Breaking It Off with a Prof

What do you do if you are sexually involved with a married prof? You want to break it off but he is getting kind of needy and you want to end it nicely.

In many ways, breaking off a relationship of any sort with a professor should be rather similar to ending any other relationship. While it can be difficult if the other person doesn’t want it to end, the best you can do is be straightforward with them and communicate honestly about no longer wanting the relationship to continue.

It helps to be confident and clear in what you want, especially if you feel that the other person doesn’t want the same thing and to remember that continuing a relationship because you feel bad isn’t fair to you or the other person. From there, all you can do is hope that the other person will handle the situation as maturely as possible and be prepared to distance yourself if not.

However, if you’re taking one of this professor’s courses this semester, it might be a little more complicated than that. Relationships in which there is a power imbalance of some sort between partners can often be more tricky territory to navigate. In fact, this is reflected in Canadian laws about consent. The legal age for consent to sexual activity is 16.

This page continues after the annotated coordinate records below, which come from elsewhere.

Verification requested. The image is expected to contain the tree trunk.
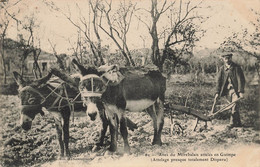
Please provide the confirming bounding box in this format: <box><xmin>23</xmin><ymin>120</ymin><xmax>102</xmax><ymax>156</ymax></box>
<box><xmin>1</xmin><ymin>41</ymin><xmax>6</xmax><ymax>84</ymax></box>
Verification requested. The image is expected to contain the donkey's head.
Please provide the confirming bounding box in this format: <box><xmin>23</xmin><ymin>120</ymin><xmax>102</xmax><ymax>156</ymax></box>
<box><xmin>72</xmin><ymin>59</ymin><xmax>112</xmax><ymax>121</ymax></box>
<box><xmin>13</xmin><ymin>72</ymin><xmax>52</xmax><ymax>130</ymax></box>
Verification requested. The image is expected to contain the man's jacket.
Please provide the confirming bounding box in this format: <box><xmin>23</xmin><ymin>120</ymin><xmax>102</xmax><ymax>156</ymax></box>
<box><xmin>216</xmin><ymin>62</ymin><xmax>245</xmax><ymax>96</ymax></box>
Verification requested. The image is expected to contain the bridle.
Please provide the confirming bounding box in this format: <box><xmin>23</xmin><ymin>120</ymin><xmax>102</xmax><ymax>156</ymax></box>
<box><xmin>79</xmin><ymin>74</ymin><xmax>109</xmax><ymax>98</ymax></box>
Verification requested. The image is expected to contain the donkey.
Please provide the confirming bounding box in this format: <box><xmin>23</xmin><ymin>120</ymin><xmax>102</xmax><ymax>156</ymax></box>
<box><xmin>72</xmin><ymin>59</ymin><xmax>166</xmax><ymax>153</ymax></box>
<box><xmin>13</xmin><ymin>72</ymin><xmax>86</xmax><ymax>158</ymax></box>
<box><xmin>13</xmin><ymin>68</ymin><xmax>137</xmax><ymax>158</ymax></box>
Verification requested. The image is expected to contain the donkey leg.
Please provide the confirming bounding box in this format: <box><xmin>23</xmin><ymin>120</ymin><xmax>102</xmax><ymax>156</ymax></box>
<box><xmin>97</xmin><ymin>119</ymin><xmax>108</xmax><ymax>147</ymax></box>
<box><xmin>109</xmin><ymin>113</ymin><xmax>118</xmax><ymax>152</ymax></box>
<box><xmin>54</xmin><ymin>117</ymin><xmax>64</xmax><ymax>159</ymax></box>
<box><xmin>96</xmin><ymin>108</ymin><xmax>108</xmax><ymax>148</ymax></box>
<box><xmin>155</xmin><ymin>100</ymin><xmax>164</xmax><ymax>145</ymax></box>
<box><xmin>146</xmin><ymin>105</ymin><xmax>158</xmax><ymax>145</ymax></box>
<box><xmin>63</xmin><ymin>112</ymin><xmax>70</xmax><ymax>158</ymax></box>
<box><xmin>120</xmin><ymin>117</ymin><xmax>130</xmax><ymax>154</ymax></box>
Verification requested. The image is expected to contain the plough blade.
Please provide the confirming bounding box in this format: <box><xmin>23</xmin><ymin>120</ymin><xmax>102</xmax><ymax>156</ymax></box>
<box><xmin>171</xmin><ymin>104</ymin><xmax>210</xmax><ymax>121</ymax></box>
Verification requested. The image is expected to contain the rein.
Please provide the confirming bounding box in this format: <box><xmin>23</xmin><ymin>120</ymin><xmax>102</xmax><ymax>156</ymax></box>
<box><xmin>44</xmin><ymin>82</ymin><xmax>82</xmax><ymax>123</ymax></box>
<box><xmin>19</xmin><ymin>82</ymin><xmax>82</xmax><ymax>123</ymax></box>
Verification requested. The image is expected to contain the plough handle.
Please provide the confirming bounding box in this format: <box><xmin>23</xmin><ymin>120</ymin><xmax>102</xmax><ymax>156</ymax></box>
<box><xmin>209</xmin><ymin>97</ymin><xmax>243</xmax><ymax>120</ymax></box>
<box><xmin>210</xmin><ymin>97</ymin><xmax>217</xmax><ymax>115</ymax></box>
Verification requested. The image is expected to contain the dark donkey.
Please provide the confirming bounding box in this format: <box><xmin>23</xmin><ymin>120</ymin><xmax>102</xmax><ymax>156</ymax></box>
<box><xmin>73</xmin><ymin>60</ymin><xmax>166</xmax><ymax>153</ymax></box>
<box><xmin>13</xmin><ymin>71</ymin><xmax>86</xmax><ymax>158</ymax></box>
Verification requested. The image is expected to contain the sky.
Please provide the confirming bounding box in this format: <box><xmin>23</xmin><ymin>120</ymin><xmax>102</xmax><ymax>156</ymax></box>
<box><xmin>2</xmin><ymin>0</ymin><xmax>260</xmax><ymax>53</ymax></box>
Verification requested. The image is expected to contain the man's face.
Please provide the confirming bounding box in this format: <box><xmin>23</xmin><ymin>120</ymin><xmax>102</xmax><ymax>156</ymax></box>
<box><xmin>222</xmin><ymin>56</ymin><xmax>232</xmax><ymax>65</ymax></box>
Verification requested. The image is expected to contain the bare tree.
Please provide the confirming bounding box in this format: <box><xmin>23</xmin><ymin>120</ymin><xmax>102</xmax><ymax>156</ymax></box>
<box><xmin>44</xmin><ymin>0</ymin><xmax>104</xmax><ymax>66</ymax></box>
<box><xmin>0</xmin><ymin>10</ymin><xmax>10</xmax><ymax>84</ymax></box>
<box><xmin>218</xmin><ymin>9</ymin><xmax>260</xmax><ymax>77</ymax></box>
<box><xmin>15</xmin><ymin>15</ymin><xmax>42</xmax><ymax>78</ymax></box>
<box><xmin>139</xmin><ymin>0</ymin><xmax>204</xmax><ymax>71</ymax></box>
<box><xmin>99</xmin><ymin>0</ymin><xmax>136</xmax><ymax>66</ymax></box>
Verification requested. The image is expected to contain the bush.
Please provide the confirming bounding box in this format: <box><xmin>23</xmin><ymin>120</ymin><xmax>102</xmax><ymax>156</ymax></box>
<box><xmin>0</xmin><ymin>82</ymin><xmax>18</xmax><ymax>95</ymax></box>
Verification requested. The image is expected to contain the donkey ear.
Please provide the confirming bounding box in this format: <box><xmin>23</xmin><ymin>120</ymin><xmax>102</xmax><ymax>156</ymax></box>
<box><xmin>13</xmin><ymin>71</ymin><xmax>25</xmax><ymax>86</ymax></box>
<box><xmin>72</xmin><ymin>59</ymin><xmax>88</xmax><ymax>75</ymax></box>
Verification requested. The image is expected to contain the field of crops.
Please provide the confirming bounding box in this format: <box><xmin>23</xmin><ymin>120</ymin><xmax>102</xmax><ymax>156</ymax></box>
<box><xmin>0</xmin><ymin>82</ymin><xmax>260</xmax><ymax>166</ymax></box>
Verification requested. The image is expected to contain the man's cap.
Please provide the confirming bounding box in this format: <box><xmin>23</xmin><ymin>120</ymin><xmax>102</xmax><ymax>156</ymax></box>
<box><xmin>221</xmin><ymin>53</ymin><xmax>233</xmax><ymax>57</ymax></box>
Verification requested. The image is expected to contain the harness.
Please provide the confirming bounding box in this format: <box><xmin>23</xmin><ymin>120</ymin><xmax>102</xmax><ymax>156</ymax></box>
<box><xmin>19</xmin><ymin>82</ymin><xmax>82</xmax><ymax>123</ymax></box>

However, the age is raised to 18 when there is a significant age difference, a hierarchical relationship (like dating your boss or teacher), or another factor that suggests the possibility that one partner is being exploited. I mention this not to suggest that you’re being exploited, but because the same power dynamics from which the law seeks to protect minors can, and often do, still exist in relationships at any age.

Essentially, the situation becomes more complex anytime one partner depends on the other for something other than love and respect—like a pay cheque, grades or keeping a secret. Whether or not this thing is brought up explicitly, it can play a role as a sort of unconscious gambling chip, subtly influencing how you see yourself in the situation as well as what decisions you make, how you make them, and when. What’s important to recognize is that such factors can play a role in your decision-making even if they’re not actively being used against you.

Moreover, it can be rather difficult to discern when one of these factors is at play. I’ll also point out that the professor isn’t the only one with power here. While you’re getting grades and credits from them, they likewise probably depend on you to keep a secret for both their professional and marital stability.

I bring this up because, while I think most people are above using these things to intentionally manipulate, it’s nonetheless important to reflect on how they may be influencing your decisions. Sometimes it can help to actually bring these things up if they’re at all of concern to you since it can lead to an open discussion that provides clarity on where you both stand.

In returning to what to do if you want to break it off, in my opinion an honest conversation is always best. It helps to enter that conversation knowing what you would like the outcome to be, while also being sensitive of the fact that the other person might be hurt.

If you want it to end nicely, this would mean hearing them out and being kind, while staying true to where you’re at. When someone is being needy, it’s easy to imagine them being difficult if you try to break it off and that can keep you from expressing yourself directly for fear of hurting them or having them act out. However, the kindest approach is to be honest and treat the other person the way you would want to be treated.